WUCAN - Retro Rock with Romanticism and Women's Power

eclipsed: Tell me the origin of the band.

Francis Tobolsky: Well, I started the band with an ad when I moved to Dresden four years ago to study. In my old hometown Chemnitz I didn't see the chance to find like-minded people. My claim was to make classic blues rock by Free and Rory Gallagher. First of all our drummer Axel Pätzold reported himself on the ad and peu à peu they all came together. About Tim George on guitar and finally Patrick Dröge on bass.

eclipsed: And how did you find your way to this special sound, a mix of classic hard & blues rock with Tull's flute, Krautrock influences and modern retro rock à la Blues Pills?

Interview with KURT VILE - B'lieve I'm Goin Down...

eclipsed: Your new record sounds like a musical version of "Night Hawks", the painting by Edward Hopper. It has such a sinister mood.

Vile: The record was made in the same way as my earlier records. I had a handful of songs I wanted to record. When I went into the studio, I was satisfied with the songs I had prepared best. But the better songs were the ones I just wrote on the side and in between, because they reflected a certain moment. That's one of the characteristics of this record. A lot of things actually only decided the moment we recorded them. The plate thus demanded its own shape.

eclipsed: On this record everything somehow belongs together. It has a holistic form. But if you listen more closely, you will find many very different details. It's like Otis Redding and Lou Reed making a country record with Sonic Youth as backing band.

WILLE AND THE BANDITS - The Blues in constant change

The man is constantly on the road, but there is no whining, quite the opposite: Wille Edwards, rough-and-ready singer à la John Mellencamp, congenial guitarist in the best Ry-Cooder manner and mastermind of the English trio Wille And The Bandits, completes the interview backstage immediately after a performance.

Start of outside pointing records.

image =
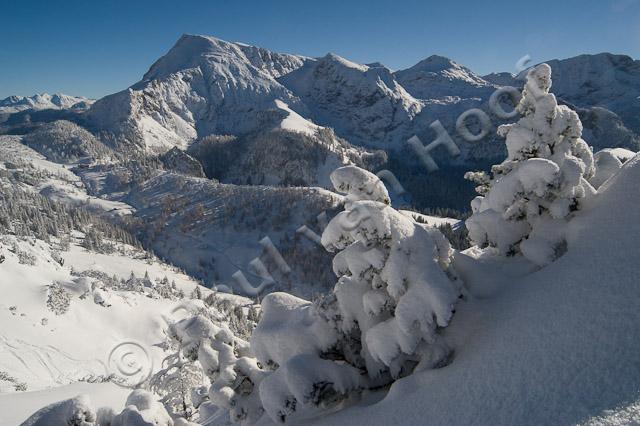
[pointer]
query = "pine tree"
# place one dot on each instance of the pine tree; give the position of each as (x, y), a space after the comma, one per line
(524, 205)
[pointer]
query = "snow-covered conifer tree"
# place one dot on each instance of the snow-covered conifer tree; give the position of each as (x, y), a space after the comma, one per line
(523, 207)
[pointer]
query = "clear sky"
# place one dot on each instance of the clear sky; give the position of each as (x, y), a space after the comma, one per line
(96, 47)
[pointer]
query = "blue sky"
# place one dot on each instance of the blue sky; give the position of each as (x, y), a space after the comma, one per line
(97, 47)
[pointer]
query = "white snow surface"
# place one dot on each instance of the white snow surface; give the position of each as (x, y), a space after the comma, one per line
(558, 346)
(294, 121)
(43, 101)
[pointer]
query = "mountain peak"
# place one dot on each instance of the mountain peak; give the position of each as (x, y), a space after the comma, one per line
(334, 58)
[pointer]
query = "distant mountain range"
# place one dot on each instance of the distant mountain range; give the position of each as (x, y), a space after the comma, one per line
(43, 101)
(290, 119)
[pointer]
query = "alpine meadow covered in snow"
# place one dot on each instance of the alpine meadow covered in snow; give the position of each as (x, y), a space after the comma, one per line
(252, 237)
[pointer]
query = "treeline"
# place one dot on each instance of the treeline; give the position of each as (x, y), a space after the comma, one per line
(29, 214)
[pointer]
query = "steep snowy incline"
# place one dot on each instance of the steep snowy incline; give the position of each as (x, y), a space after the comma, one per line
(43, 101)
(202, 86)
(556, 347)
(364, 104)
(437, 77)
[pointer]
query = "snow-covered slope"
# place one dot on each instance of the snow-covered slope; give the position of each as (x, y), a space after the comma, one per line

In this case, people meet behind the scenes of the Burg Herzberg Festival, at which the three bandits, although set for the afternoon, received euphoric applause from thousands of spectators.

"I'm an urban hippie," laughs the 31-year-old broadly over his likeable face. "It gives me unbelievable fun to stand on a stage every evening and confront myself with myself for two hours. That's a lot of work. And it's the most beautiful state I know of, packed with emotion, energy, ecstasy. You can't get closer to your ego anywhere."

NEIL YOUNG - The unbending one

In the September issue we also discussed his campaign against the seed giant Monsanto. But Neil Young has already changed the battlefield again. His latest skirmish is with Donald Trump. The US billionaire and arch-conservative presidential candidate had got himself into Young's trouble for running his song "Rockin' In The Free World" during the public announcement of his candidacy - quite legally, as the businessman tweeted with pleasure: His office had acquired the rights of use for one day at ASCAP, comparable to GEMA in Germany. Trump also distributed a photo via the Internet showing him together with the controversial Canadian: A few months ago Young had auditioned Pono at the real estate tycoon for financial support for his online music service and had himself photographed with him.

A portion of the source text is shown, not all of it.